Ça aura un impact sur les usines dans quelques années
Le rachat de GMD par le groupe chinois DSBJ, annoncé dans la dernière édition de La Lettre Valloire du 29 avril 2026, suscite des inquiétudes quant à l’avenir des usines situées dans l’Indre. DSBJ, qui a acquis GMD le 30 octobre 2025, possède une usine et un bureau d’études Eurostyle Systems à Châteauroux ainsi qu’une fonderie Eurocast au Poinçonnet, employant au total 500 salariés.
Table des matières
Dans cette lettre spécialisée sur l’économie de la région Centre-Val de Loire, il est rapporté que DSBJ pourrait envisager de rapatrier le bureau d’études en Chine tout en délocalisant une partie de la production au Portugal. Ces informations laissent présager des changements significatifs dans l’organisation des activités de GMD, avec des conséquences potentielles sur l’emploi et la production locale.
Contexte factuel
Le secteur automobile, où GMD opère, est en constante évolution, confronté à des défis tels que la transition vers des technologies plus durables et la nécessité de réduire les coûts de production.
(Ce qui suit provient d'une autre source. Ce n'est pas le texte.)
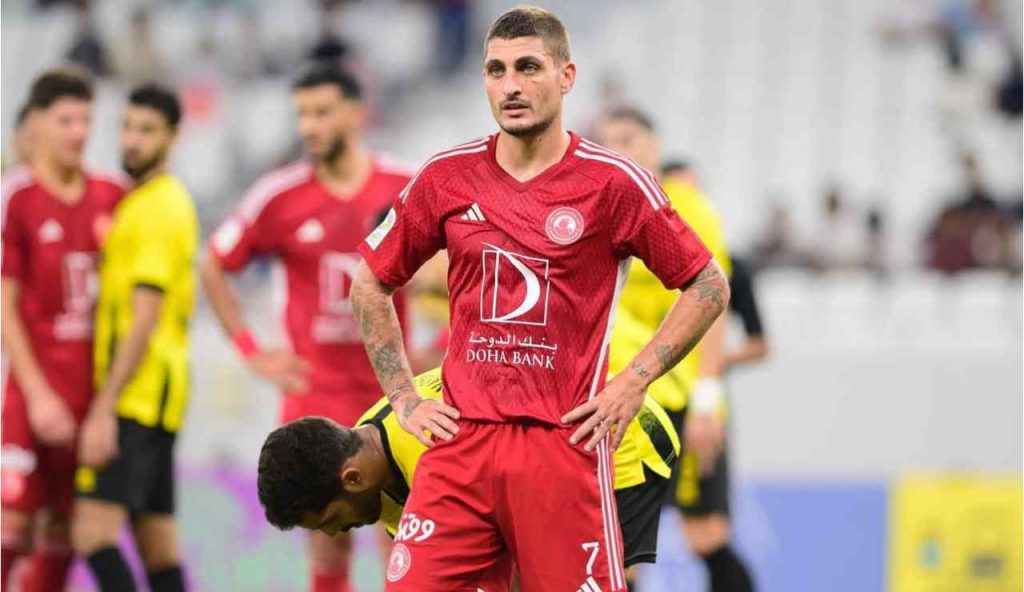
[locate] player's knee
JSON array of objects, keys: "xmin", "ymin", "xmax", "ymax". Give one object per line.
[
  {"xmin": 71, "ymin": 505, "xmax": 122, "ymax": 557},
  {"xmin": 0, "ymin": 509, "xmax": 32, "ymax": 550},
  {"xmin": 132, "ymin": 515, "xmax": 181, "ymax": 572},
  {"xmin": 683, "ymin": 514, "xmax": 729, "ymax": 555}
]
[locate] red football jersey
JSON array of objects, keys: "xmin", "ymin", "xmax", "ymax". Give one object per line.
[
  {"xmin": 359, "ymin": 134, "xmax": 711, "ymax": 425},
  {"xmin": 210, "ymin": 158, "xmax": 410, "ymax": 421},
  {"xmin": 2, "ymin": 161, "xmax": 125, "ymax": 411}
]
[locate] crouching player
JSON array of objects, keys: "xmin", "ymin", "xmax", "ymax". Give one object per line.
[{"xmin": 258, "ymin": 362, "xmax": 679, "ymax": 582}]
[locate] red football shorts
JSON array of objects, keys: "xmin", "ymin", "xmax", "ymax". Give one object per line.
[
  {"xmin": 385, "ymin": 420, "xmax": 626, "ymax": 592},
  {"xmin": 0, "ymin": 378, "xmax": 88, "ymax": 515}
]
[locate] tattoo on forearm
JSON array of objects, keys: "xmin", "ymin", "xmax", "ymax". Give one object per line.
[
  {"xmin": 654, "ymin": 345, "xmax": 682, "ymax": 370},
  {"xmin": 401, "ymin": 397, "xmax": 423, "ymax": 419},
  {"xmin": 370, "ymin": 343, "xmax": 403, "ymax": 377},
  {"xmin": 630, "ymin": 362, "xmax": 650, "ymax": 378},
  {"xmin": 351, "ymin": 278, "xmax": 414, "ymax": 401}
]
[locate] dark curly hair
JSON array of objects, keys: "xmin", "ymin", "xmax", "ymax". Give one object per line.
[{"xmin": 256, "ymin": 417, "xmax": 361, "ymax": 531}]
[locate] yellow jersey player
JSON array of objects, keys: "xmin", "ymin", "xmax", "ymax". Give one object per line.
[
  {"xmin": 258, "ymin": 364, "xmax": 679, "ymax": 565},
  {"xmin": 597, "ymin": 108, "xmax": 753, "ymax": 592},
  {"xmin": 72, "ymin": 85, "xmax": 199, "ymax": 592}
]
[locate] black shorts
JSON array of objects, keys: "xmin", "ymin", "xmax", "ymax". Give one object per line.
[
  {"xmin": 666, "ymin": 409, "xmax": 729, "ymax": 516},
  {"xmin": 615, "ymin": 467, "xmax": 669, "ymax": 567},
  {"xmin": 75, "ymin": 418, "xmax": 175, "ymax": 514}
]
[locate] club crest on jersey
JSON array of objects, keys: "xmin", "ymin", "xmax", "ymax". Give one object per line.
[
  {"xmin": 387, "ymin": 543, "xmax": 413, "ymax": 582},
  {"xmin": 295, "ymin": 218, "xmax": 324, "ymax": 243},
  {"xmin": 544, "ymin": 207, "xmax": 583, "ymax": 245},
  {"xmin": 480, "ymin": 243, "xmax": 551, "ymax": 327},
  {"xmin": 367, "ymin": 208, "xmax": 398, "ymax": 251}
]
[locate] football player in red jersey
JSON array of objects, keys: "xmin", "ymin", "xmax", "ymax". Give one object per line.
[
  {"xmin": 200, "ymin": 62, "xmax": 410, "ymax": 592},
  {"xmin": 0, "ymin": 69, "xmax": 124, "ymax": 590},
  {"xmin": 352, "ymin": 7, "xmax": 729, "ymax": 592}
]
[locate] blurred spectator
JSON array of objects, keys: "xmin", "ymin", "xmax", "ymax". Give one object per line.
[
  {"xmin": 812, "ymin": 183, "xmax": 867, "ymax": 268},
  {"xmin": 864, "ymin": 205, "xmax": 888, "ymax": 273},
  {"xmin": 926, "ymin": 154, "xmax": 1019, "ymax": 273},
  {"xmin": 995, "ymin": 50, "xmax": 1024, "ymax": 119},
  {"xmin": 114, "ymin": 5, "xmax": 166, "ymax": 85},
  {"xmin": 750, "ymin": 198, "xmax": 810, "ymax": 268},
  {"xmin": 882, "ymin": 0, "xmax": 1021, "ymax": 130},
  {"xmin": 66, "ymin": 1, "xmax": 111, "ymax": 76},
  {"xmin": 434, "ymin": 0, "xmax": 472, "ymax": 76},
  {"xmin": 309, "ymin": 0, "xmax": 351, "ymax": 64}
]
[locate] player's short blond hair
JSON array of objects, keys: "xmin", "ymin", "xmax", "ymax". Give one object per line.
[{"xmin": 483, "ymin": 6, "xmax": 570, "ymax": 64}]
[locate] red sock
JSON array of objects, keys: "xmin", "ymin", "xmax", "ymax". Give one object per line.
[
  {"xmin": 22, "ymin": 540, "xmax": 72, "ymax": 592},
  {"xmin": 0, "ymin": 522, "xmax": 28, "ymax": 592},
  {"xmin": 312, "ymin": 567, "xmax": 352, "ymax": 592}
]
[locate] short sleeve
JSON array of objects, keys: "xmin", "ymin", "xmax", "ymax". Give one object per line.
[
  {"xmin": 612, "ymin": 176, "xmax": 712, "ymax": 290},
  {"xmin": 209, "ymin": 176, "xmax": 274, "ymax": 271},
  {"xmin": 358, "ymin": 169, "xmax": 444, "ymax": 288},
  {"xmin": 0, "ymin": 191, "xmax": 29, "ymax": 281},
  {"xmin": 131, "ymin": 204, "xmax": 184, "ymax": 292}
]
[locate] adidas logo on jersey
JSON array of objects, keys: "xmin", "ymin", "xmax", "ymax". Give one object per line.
[
  {"xmin": 295, "ymin": 218, "xmax": 324, "ymax": 243},
  {"xmin": 459, "ymin": 202, "xmax": 487, "ymax": 222},
  {"xmin": 39, "ymin": 218, "xmax": 63, "ymax": 243}
]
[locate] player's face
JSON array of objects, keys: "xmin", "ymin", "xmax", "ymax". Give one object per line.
[
  {"xmin": 597, "ymin": 119, "xmax": 660, "ymax": 171},
  {"xmin": 121, "ymin": 104, "xmax": 175, "ymax": 180},
  {"xmin": 299, "ymin": 475, "xmax": 381, "ymax": 537},
  {"xmin": 39, "ymin": 97, "xmax": 92, "ymax": 168},
  {"xmin": 293, "ymin": 84, "xmax": 364, "ymax": 162},
  {"xmin": 483, "ymin": 37, "xmax": 575, "ymax": 136},
  {"xmin": 14, "ymin": 109, "xmax": 43, "ymax": 163}
]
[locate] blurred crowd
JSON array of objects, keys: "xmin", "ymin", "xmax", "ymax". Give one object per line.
[{"xmin": 5, "ymin": 0, "xmax": 1024, "ymax": 274}]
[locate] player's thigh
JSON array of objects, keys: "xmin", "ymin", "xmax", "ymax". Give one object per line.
[
  {"xmin": 0, "ymin": 382, "xmax": 47, "ymax": 515},
  {"xmin": 499, "ymin": 427, "xmax": 625, "ymax": 592},
  {"xmin": 309, "ymin": 531, "xmax": 352, "ymax": 569},
  {"xmin": 615, "ymin": 466, "xmax": 670, "ymax": 567},
  {"xmin": 682, "ymin": 512, "xmax": 731, "ymax": 555},
  {"xmin": 385, "ymin": 422, "xmax": 511, "ymax": 592},
  {"xmin": 71, "ymin": 498, "xmax": 128, "ymax": 556},
  {"xmin": 132, "ymin": 514, "xmax": 181, "ymax": 572},
  {"xmin": 75, "ymin": 419, "xmax": 174, "ymax": 514}
]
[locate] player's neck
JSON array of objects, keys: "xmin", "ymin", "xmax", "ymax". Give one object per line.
[
  {"xmin": 32, "ymin": 155, "xmax": 85, "ymax": 205},
  {"xmin": 495, "ymin": 119, "xmax": 572, "ymax": 182},
  {"xmin": 132, "ymin": 163, "xmax": 167, "ymax": 187},
  {"xmin": 315, "ymin": 142, "xmax": 373, "ymax": 200},
  {"xmin": 355, "ymin": 425, "xmax": 401, "ymax": 499}
]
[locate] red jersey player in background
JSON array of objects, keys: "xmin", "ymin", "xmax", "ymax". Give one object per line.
[
  {"xmin": 200, "ymin": 62, "xmax": 410, "ymax": 592},
  {"xmin": 352, "ymin": 7, "xmax": 729, "ymax": 592},
  {"xmin": 0, "ymin": 69, "xmax": 124, "ymax": 590}
]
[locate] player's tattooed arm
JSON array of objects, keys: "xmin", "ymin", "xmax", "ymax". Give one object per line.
[
  {"xmin": 562, "ymin": 261, "xmax": 729, "ymax": 450},
  {"xmin": 630, "ymin": 261, "xmax": 729, "ymax": 386},
  {"xmin": 351, "ymin": 265, "xmax": 416, "ymax": 405},
  {"xmin": 351, "ymin": 263, "xmax": 459, "ymax": 447}
]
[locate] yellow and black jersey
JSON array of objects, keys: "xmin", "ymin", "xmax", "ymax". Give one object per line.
[
  {"xmin": 93, "ymin": 174, "xmax": 199, "ymax": 432},
  {"xmin": 608, "ymin": 179, "xmax": 732, "ymax": 411},
  {"xmin": 356, "ymin": 368, "xmax": 679, "ymax": 536}
]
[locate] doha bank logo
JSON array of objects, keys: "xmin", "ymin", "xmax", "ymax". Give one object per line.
[{"xmin": 480, "ymin": 243, "xmax": 551, "ymax": 327}]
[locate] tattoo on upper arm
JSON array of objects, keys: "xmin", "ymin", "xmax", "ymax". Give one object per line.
[{"xmin": 370, "ymin": 343, "xmax": 402, "ymax": 378}]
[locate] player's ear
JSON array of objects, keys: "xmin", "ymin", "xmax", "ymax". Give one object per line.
[
  {"xmin": 341, "ymin": 467, "xmax": 370, "ymax": 494},
  {"xmin": 561, "ymin": 59, "xmax": 575, "ymax": 94}
]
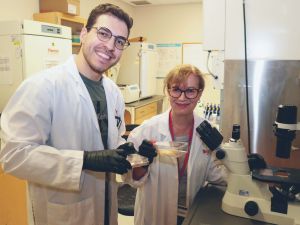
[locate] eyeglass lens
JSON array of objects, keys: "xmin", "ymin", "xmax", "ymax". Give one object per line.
[
  {"xmin": 169, "ymin": 87, "xmax": 200, "ymax": 99},
  {"xmin": 97, "ymin": 27, "xmax": 129, "ymax": 50}
]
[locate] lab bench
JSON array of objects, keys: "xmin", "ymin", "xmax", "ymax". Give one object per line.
[
  {"xmin": 182, "ymin": 185, "xmax": 271, "ymax": 225},
  {"xmin": 125, "ymin": 95, "xmax": 164, "ymax": 124}
]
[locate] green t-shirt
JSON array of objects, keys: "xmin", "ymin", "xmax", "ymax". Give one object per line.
[{"xmin": 80, "ymin": 74, "xmax": 108, "ymax": 149}]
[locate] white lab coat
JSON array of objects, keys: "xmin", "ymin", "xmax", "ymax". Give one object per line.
[
  {"xmin": 123, "ymin": 111, "xmax": 225, "ymax": 225},
  {"xmin": 0, "ymin": 56, "xmax": 125, "ymax": 225}
]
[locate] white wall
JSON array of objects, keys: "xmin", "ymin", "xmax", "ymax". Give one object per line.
[
  {"xmin": 0, "ymin": 0, "xmax": 218, "ymax": 114},
  {"xmin": 0, "ymin": 0, "xmax": 202, "ymax": 43},
  {"xmin": 134, "ymin": 4, "xmax": 202, "ymax": 43}
]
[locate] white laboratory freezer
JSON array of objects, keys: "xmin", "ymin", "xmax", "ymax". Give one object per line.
[{"xmin": 0, "ymin": 20, "xmax": 72, "ymax": 113}]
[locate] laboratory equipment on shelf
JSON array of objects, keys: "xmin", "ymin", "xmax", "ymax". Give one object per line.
[
  {"xmin": 117, "ymin": 42, "xmax": 158, "ymax": 99},
  {"xmin": 0, "ymin": 20, "xmax": 72, "ymax": 112},
  {"xmin": 197, "ymin": 105, "xmax": 300, "ymax": 225}
]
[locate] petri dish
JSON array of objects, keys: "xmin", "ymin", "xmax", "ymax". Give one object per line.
[
  {"xmin": 126, "ymin": 153, "xmax": 149, "ymax": 168},
  {"xmin": 154, "ymin": 141, "xmax": 188, "ymax": 158}
]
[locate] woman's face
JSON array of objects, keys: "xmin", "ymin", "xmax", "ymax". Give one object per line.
[{"xmin": 168, "ymin": 74, "xmax": 202, "ymax": 115}]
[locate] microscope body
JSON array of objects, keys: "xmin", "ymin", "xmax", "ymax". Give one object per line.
[{"xmin": 196, "ymin": 106, "xmax": 300, "ymax": 225}]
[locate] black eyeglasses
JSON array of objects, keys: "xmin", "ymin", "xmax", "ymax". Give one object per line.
[
  {"xmin": 168, "ymin": 87, "xmax": 202, "ymax": 99},
  {"xmin": 91, "ymin": 27, "xmax": 130, "ymax": 50}
]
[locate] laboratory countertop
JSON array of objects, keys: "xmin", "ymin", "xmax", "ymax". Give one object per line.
[
  {"xmin": 183, "ymin": 185, "xmax": 270, "ymax": 225},
  {"xmin": 125, "ymin": 95, "xmax": 164, "ymax": 107}
]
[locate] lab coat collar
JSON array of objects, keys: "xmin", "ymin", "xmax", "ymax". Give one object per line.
[
  {"xmin": 158, "ymin": 108, "xmax": 203, "ymax": 140},
  {"xmin": 66, "ymin": 55, "xmax": 100, "ymax": 131}
]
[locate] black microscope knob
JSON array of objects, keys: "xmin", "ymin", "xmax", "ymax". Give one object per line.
[
  {"xmin": 216, "ymin": 150, "xmax": 225, "ymax": 160},
  {"xmin": 244, "ymin": 201, "xmax": 258, "ymax": 216}
]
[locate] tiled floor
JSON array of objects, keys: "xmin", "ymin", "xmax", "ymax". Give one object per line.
[{"xmin": 118, "ymin": 214, "xmax": 134, "ymax": 225}]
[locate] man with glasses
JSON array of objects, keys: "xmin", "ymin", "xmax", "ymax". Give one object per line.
[
  {"xmin": 0, "ymin": 4, "xmax": 156, "ymax": 225},
  {"xmin": 127, "ymin": 64, "xmax": 225, "ymax": 225}
]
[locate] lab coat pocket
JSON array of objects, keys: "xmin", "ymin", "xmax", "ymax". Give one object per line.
[{"xmin": 47, "ymin": 198, "xmax": 95, "ymax": 225}]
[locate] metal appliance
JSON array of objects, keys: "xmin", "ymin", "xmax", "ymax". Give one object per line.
[
  {"xmin": 117, "ymin": 42, "xmax": 158, "ymax": 99},
  {"xmin": 220, "ymin": 0, "xmax": 300, "ymax": 168},
  {"xmin": 0, "ymin": 20, "xmax": 72, "ymax": 112},
  {"xmin": 196, "ymin": 117, "xmax": 300, "ymax": 225}
]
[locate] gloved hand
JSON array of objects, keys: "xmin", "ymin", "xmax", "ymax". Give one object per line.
[
  {"xmin": 139, "ymin": 140, "xmax": 157, "ymax": 164},
  {"xmin": 82, "ymin": 149, "xmax": 131, "ymax": 174},
  {"xmin": 118, "ymin": 142, "xmax": 137, "ymax": 158}
]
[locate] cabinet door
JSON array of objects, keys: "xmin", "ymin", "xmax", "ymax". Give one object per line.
[{"xmin": 33, "ymin": 12, "xmax": 86, "ymax": 53}]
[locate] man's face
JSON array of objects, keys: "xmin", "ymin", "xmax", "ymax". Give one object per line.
[{"xmin": 81, "ymin": 14, "xmax": 128, "ymax": 74}]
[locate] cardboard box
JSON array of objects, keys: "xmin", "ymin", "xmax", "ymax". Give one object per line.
[{"xmin": 40, "ymin": 0, "xmax": 80, "ymax": 16}]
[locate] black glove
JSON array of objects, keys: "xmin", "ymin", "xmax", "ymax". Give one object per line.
[
  {"xmin": 118, "ymin": 142, "xmax": 137, "ymax": 158},
  {"xmin": 82, "ymin": 149, "xmax": 131, "ymax": 174},
  {"xmin": 139, "ymin": 140, "xmax": 157, "ymax": 164}
]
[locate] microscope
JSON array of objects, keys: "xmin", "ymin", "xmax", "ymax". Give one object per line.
[{"xmin": 196, "ymin": 105, "xmax": 300, "ymax": 225}]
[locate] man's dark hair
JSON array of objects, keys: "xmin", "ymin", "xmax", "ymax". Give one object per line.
[{"xmin": 85, "ymin": 3, "xmax": 133, "ymax": 35}]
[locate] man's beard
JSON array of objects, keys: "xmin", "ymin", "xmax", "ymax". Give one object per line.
[{"xmin": 83, "ymin": 48, "xmax": 118, "ymax": 74}]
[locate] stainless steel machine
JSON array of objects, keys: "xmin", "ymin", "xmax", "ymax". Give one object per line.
[{"xmin": 197, "ymin": 110, "xmax": 300, "ymax": 225}]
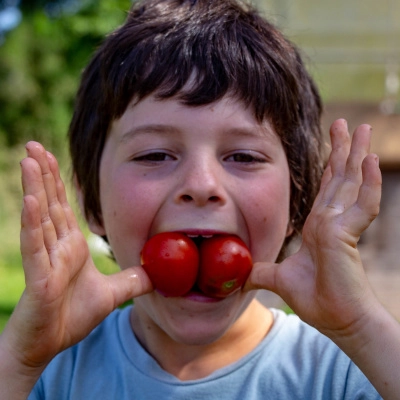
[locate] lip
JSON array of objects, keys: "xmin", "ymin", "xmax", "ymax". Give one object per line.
[{"xmin": 182, "ymin": 290, "xmax": 224, "ymax": 303}]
Le rachat par DSBJ pourrait être perçu comme une stratégie visant à optimiser la chaîne de valeur, en se rapprochant de marchés à faibles coûts de main-d’œuvre.
Données ou statistiques
Selon les données de l’INSEE, le secteur industriel en France a connu une légère reprise en 2025, avec une augmentation de 1,2 % de la production industrielle. Toutefois, les prévisions pour 2026 restent incertaines, notamment en raison de l’impact des délocalisations et de la mondialisation sur l’emploi local.
Conséquence directe
Si les prévisions de délocalisation se concrétisent, cela pourrait entraîner une réduction des effectifs dans les usines GMD, affectant ainsi l’économie locale de l’Indre et augmentant la pression sur le marché de l’emploi dans la région.